The Association of South East Asians (ASEAN) is committed to formulate measures that are aimed at sustainable development and mitigating the negative effects of climate change. In this respect, a significant recent initiative is the adoption of the ASEAN Strategy for Carbon Neutrality by the ASEAN Economic Council in September 2023.
The Strategy has been adopted considering both the environmental and economic benefits carbon neutrality brings. Carbon neutrality means having a balance between emitting carbon and absorbing carbon from the atmosphere in carbon sinks. ASEAN has estimated that the pursuit towards carbon neutrality is estimated to add up to USD 5.3 trillion to the region’s economy, attract up to USD 6.7 trillion green investment and generate up to 66 million jobs by 2050. According to ASEAN, the economic benefits of carbon neutrality would be accrued across all its Member States. Cambodia, Lao PDR, Myanmar and Vietnam are projected to enjoy the greatest uplift, ranging from 9% to 12% of GDP by the end of the century. Middle-income countries such as Indonesia, Malaysia, Philippines and Thailand would see an increase of 4% to 7%. High-income countries of Singapore and Brunei would enjoy a more modest uplift of 1% to 2%.
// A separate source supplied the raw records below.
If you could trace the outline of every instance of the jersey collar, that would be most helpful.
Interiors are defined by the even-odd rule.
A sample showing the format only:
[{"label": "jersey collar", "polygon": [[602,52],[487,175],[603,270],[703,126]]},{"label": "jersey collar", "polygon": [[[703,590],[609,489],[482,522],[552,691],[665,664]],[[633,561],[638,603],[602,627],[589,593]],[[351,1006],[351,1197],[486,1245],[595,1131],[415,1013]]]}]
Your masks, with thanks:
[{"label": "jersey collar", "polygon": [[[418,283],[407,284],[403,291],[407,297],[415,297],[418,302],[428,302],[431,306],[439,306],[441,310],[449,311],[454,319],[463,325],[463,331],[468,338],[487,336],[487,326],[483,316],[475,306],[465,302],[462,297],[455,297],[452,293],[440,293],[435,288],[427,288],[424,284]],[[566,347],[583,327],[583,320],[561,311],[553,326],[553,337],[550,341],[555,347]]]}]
Eight targeted strategies, where regional cooperation is most beneficial to complement the ASEAN Member States’ national initiatives, have been identified to deliver ASEAN’s carbon-neutral journey. They are to: (1) accelerate green value chain integration, (2) promote regional circular economy supply chains, (3) connect green infrastructure and markets (4) enhance interoperable carbon markets, (5) foster credible and common standards, (6) attract and deploy green capital, (7) promote green talent development and mobility and (8) offer green best practice sharing. The eight strategies have been detailed out into sixteen initiatives.
The sixteen initiatives detailed out in the ASEAN Strategy for Carbon Neutrality are: 1) Identify & boost opportunities for greenification of the manufacturing value chains regionally, 2) Enable ASEAN feedstocks pathways for biofuels to capture global markets, 3) Coordinate development of regional policies and regulations to support carbon capture utilisation and storage (CCUS) infrastructure, 4) upgrade ASEAN Goods In Trade Agreement (ATIGA) to comprehensively include circular products, 5) Enable regional power trading, physical interconnection, and policy cooperation, 6) Enable interoperability of regional transport & logistics infrastructure, 7) Harmonize measurement, reporting & verification standards and policies to access global liquidity and regional carbon sink potential, 8) Promote regional energy efficiency and conservation, 9) Establish globally credible regional GHG inventory to flow from national reports, 10) Standardize globally credible frameworks for corporate climate reporting, 11) Encourage adherence to ASEAN Taxonomy on Sustainable Finance, 12) Promote de-risking through adoption of innovative sustainable finance instruments, 13) Incentivize green fund managers to locate in ASEAN, and local fund to develop, 14) Incentivize green fund managers to locate in ASEAN, and local fund to develop, 15) Establish green skills taxonomy & facilitate movement of natural persons and 16) Facilitate best practice sharing to support effective just transition at national level.
This transformative Strategy lays out ASEAN’s bold ambition to go beyond business-as-usual for economic integration and strategically position the region favourably for a carbon-neutral future. According to the ASEAN Economic Integration Brief of December 2023, ASEAN Strategy for Carbon Neutrality demonstrates ASEAN’s ambition of a carbon neutral future post-2025, and the determination to provide an enabling environment that will facilitate the transition process. The development of the Strategy employs an impact-led approach to design collective actions at the regional level that could mitigate the challenges to deploy decarbonisation solutions to the source of carbon emissions. Implementing the Strategy will require strong collaboration across key stakeholders, including the private sector.